Oklahoma had the second-highest number of pregnancy-related prosecutions nationwide in the year after Roe. v. Wade was overturned, according to a new study by the advocacy organization Pregnancy Justice.
From June 24, 2022, to June 23, 2023, there were at least 210 pregnancy-related prosecutions in the U.S. This is the highest number of these prosecutions documented in a single year. Oklahoma trailed Alabama, at 68 prosecutions.
The report notes its total might represent an undercount, as the research team is still uncovering cases from this period. It also notes the team had more resources to uncover cases, meaning they could identify more cases than in past years.
A majority of these defendants nationwide are low-income, and their charges commonly allege a form of child abuse, neglect or endangerment. Prosecutors overwhelmingly charged pregnant people with offenses that did not require proof the pregnant person harmed a fetus or infant.
Janet Levit, a University of Tulsa law professor, teaches a reproductive rights practicum alongside the O'Neill Institute for National and Global Health Law at Georgetown University Law Center. It partners with local and national organizations to work on developing projects to teach students about reproductive rights and justice.
Levit saw outreach from Pregnancy Justice, which was seeking support in identifying cases of criminalization in pregnancy. She contacted professors involved in the research and offered her students to look into these cases.
From there, her students reviewed reporting from outlets like The Frontier to identify cases. They searched electronically for cases and requested charging documents and other public records documenting these criminal child neglect charges. That data was sent to Pregnancy Justice.
Levit said Oklahoma has created the conditions for these prosecutions by being a state that applied its criminal child neglect law to an “unborn child.” While the original statute did not include that term, Oklahoma’s Court of Criminal Appeals ruled in 2020 in State v. Green that pregnant people can be charged with child neglect for using drugs during pregnancy. The ruling used the term “unborn child.”
“I concur in the Court's conclusion that acts of illegal drug exposure against an unborn human offspring may be prosecuted as child neglect under 21 O.S.Supp.2014, section 843.5(C),” a concurring opinion in the case read. “The Legislature removed all reasonable doubt of the State's policy when it amended 21 O.S.2011, § 691(B) to define the phrase "human being" to include an "unborn child.”
Levit said an example of a charge one might see in Oklahoma relates to a pregnant person using a substance while pregnant. In the cases her practicum looked at, some were illegal substances, some were controlled but legal, and several of the pregnant people had legal medical marijuana cards.
But, when their babies were born and their meconium — or the newborn’s earliest stool — was tested, traces of substances like marijuana, methamphetamine or opioids were found. She said the majority of cases they saw had a relationship to marijuana.
From there, the results somehow get to law enforcement. Levit said they’re still trying to figure out how this happens.
She said law enforcement often doesn’t use drug or substance laws, but instead looks at criminal child neglect.
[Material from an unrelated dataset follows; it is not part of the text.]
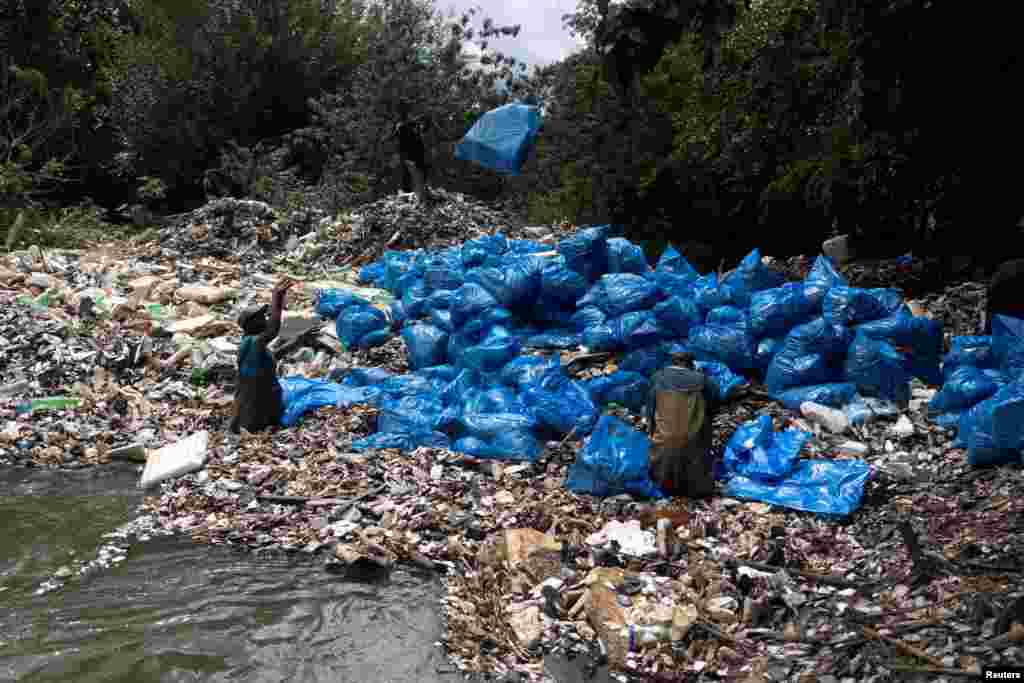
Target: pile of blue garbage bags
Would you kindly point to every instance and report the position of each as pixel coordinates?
(469, 314)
Pregnant people have been charged even after giving birth to healthy babies.
She said they believe many of these people will enter plea agreements.
“The consequences are that they often have their children taken away from them … and this does not seem to be positive for families in Oklahoma,” Levit said.
Additional consequences from these charges extend to other people experiencing addiction. Levit said those who want to treat their addiction might become hesitant to request help if they’re pregnant or concerned they could be pregnant.
“If a woman who's pregnant is fearful that her use of substances will be discovered, either through prenatal care or through giving birth in a hospital, that woman is probably not going to access prenatal care, which, again, is not healthy for the child, and also may try to deliver at home, as is described in the report,” Levit said. “So, it just creates a huge disincentive.”
Levit said she’s concerned about how the criminalization of pregnancy intersects with Oklahoma’s incarceration of women — a rate that stands out nationally. It’s all the more concerning to her as the fetal personhood movement continues to gain traction in a state that already has several statutes on the books recognizing it.
During the last legislative session, the Oklahoma legislature considered House Bill 3002, which would have extended rights to a woman’s unborn child, saying it could also be a victim of battery, and aggravated assault and battery. The bill died before it reached the Senate floor.
Some lawmakers expressed concern about the potential impacts it could have on fertility treatments, saying an unlawful use of force could apply in situations where damage occurs to an embryo during treatments. This conversation came not long after legislation in Alabama that caused fertility clinics to shut down because they feared lawsuits or criminal prosecution.
“Just because that battery law did not make it through doesn't mean that we don't have several laws on the books, which already recognize some degree of prenatal personhood. … This could be a slow path or incremental path to full-blown prenatal personhood in Oklahoma,” Levit said.